Los misterios en la vida íntima de Franco

Por Eduardo García Serrano/Fernando Paz/Periodista Digital.

Nueva edición de ‘Franco, Memoria Viva de España’, en su número catorce, centrándonos en la vida más íntima del protagonista. De la mano de Eduardo García Serrano y Fernando Paz, con la realización de Carlos Pecker.

Francisco Franco siempre fue un hombre tímido, poco expansivo y reservado. En África, mientras sus compañeros de milicia pasaban el tiempo libre en tabernas, juergas y mujeres, él se quedaba leyendo o trabajando en su tienda de campaña.

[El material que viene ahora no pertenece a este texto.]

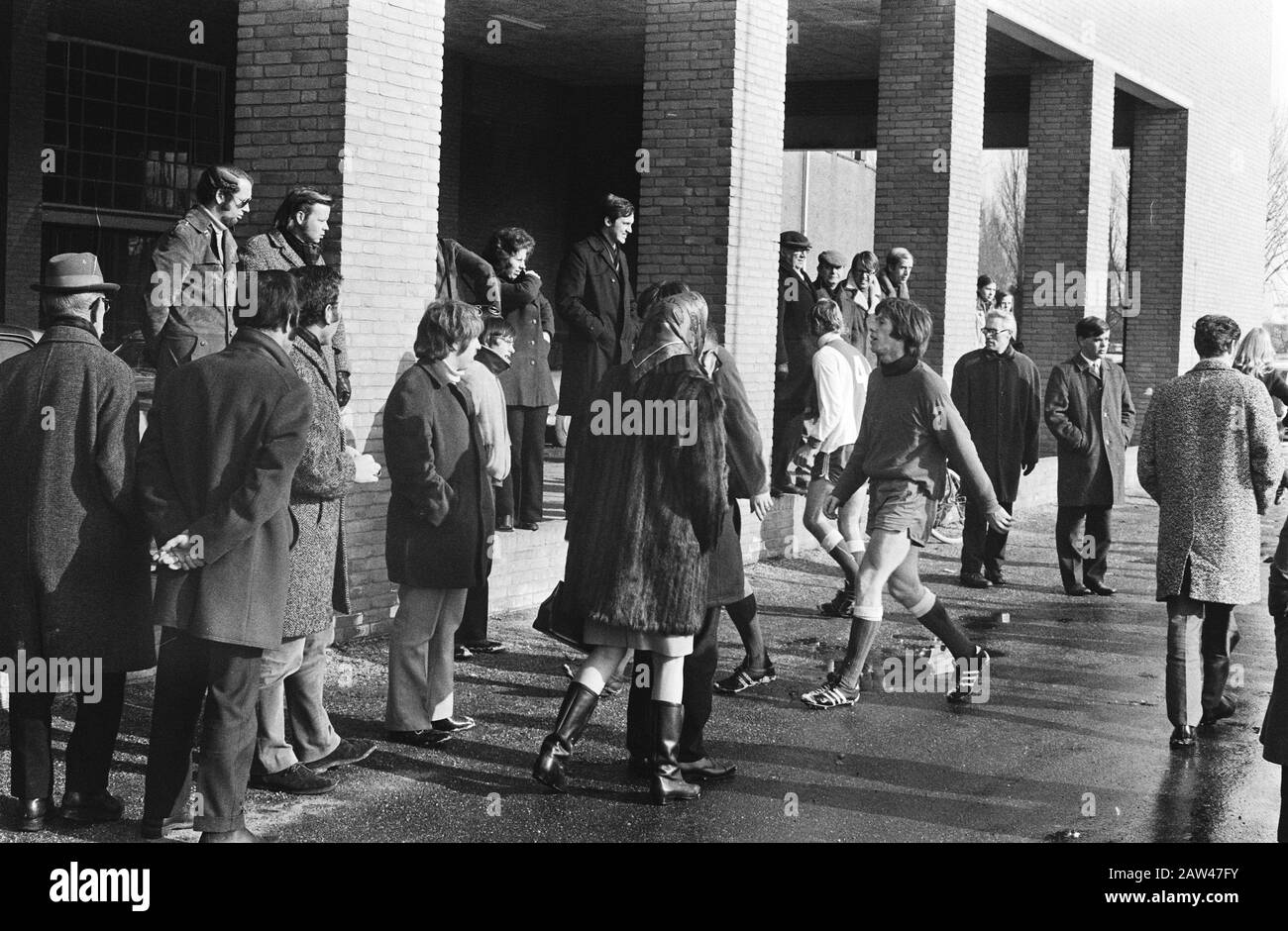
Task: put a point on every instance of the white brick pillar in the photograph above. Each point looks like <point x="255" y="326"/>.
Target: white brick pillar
<point x="356" y="108"/>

Pese a que se había convertido en una especie de celebridad a principios de los años 20, nunca tuvo una vida social muy activa. Más tarde, siendo jefe del Estado, restringía considerablemente las actividades propias de su condición que no fuesen de índole estrictamente política.

Por otro lado, era una persona segura de sí misma, y de firmes creencias católicas que mantuvo hasta el momento mismo de su muerte, con un patriotismo de marcado carácter militar y un fuerte amor por la familia.

No fue un hombre de grandes pasiones, sino más bien de reposada actitud ante la vida, sobre todo en la adversidad. Era contrario a tomar decisiones arriesgadas, y no cabe duda de que la prudencia fue una de sus virtudes. Tenía un pronunciado sentido de la historia y del cumplimiento del deber, como acredita su biografía africana y ratifica la posterior hasta sus últimos días.

Esa paciencia y ese sentido de la realidad condicionó el influjo que la ambición tuvo en otros muchos hombres de Estado, y que pudiera haberle conducido a él y a España a precipitarse por el camino de la aventura.

En lo personal era sereno – aunque sin llegar a esa frialdad que con frecuencia se le atribuye -; reposado, afable y en todo caso sin excesos en la manifestación externa de sus emociones. Nunca se le vio llorar en público hasta el día del funeral de Carrero Blanco, por quien sentía verdadero afecto y cuya lealtad era indudable.

Con otros compañeros de armas tuvo una relación más distante y, en algunos casos, algo ambivalente, como fue el caso del general Juan Yagüe, al que en su día primero destituyó y más tarde incluso desterró, pero en el que confió siempre y del que se acordaba en su lecho mortuorio.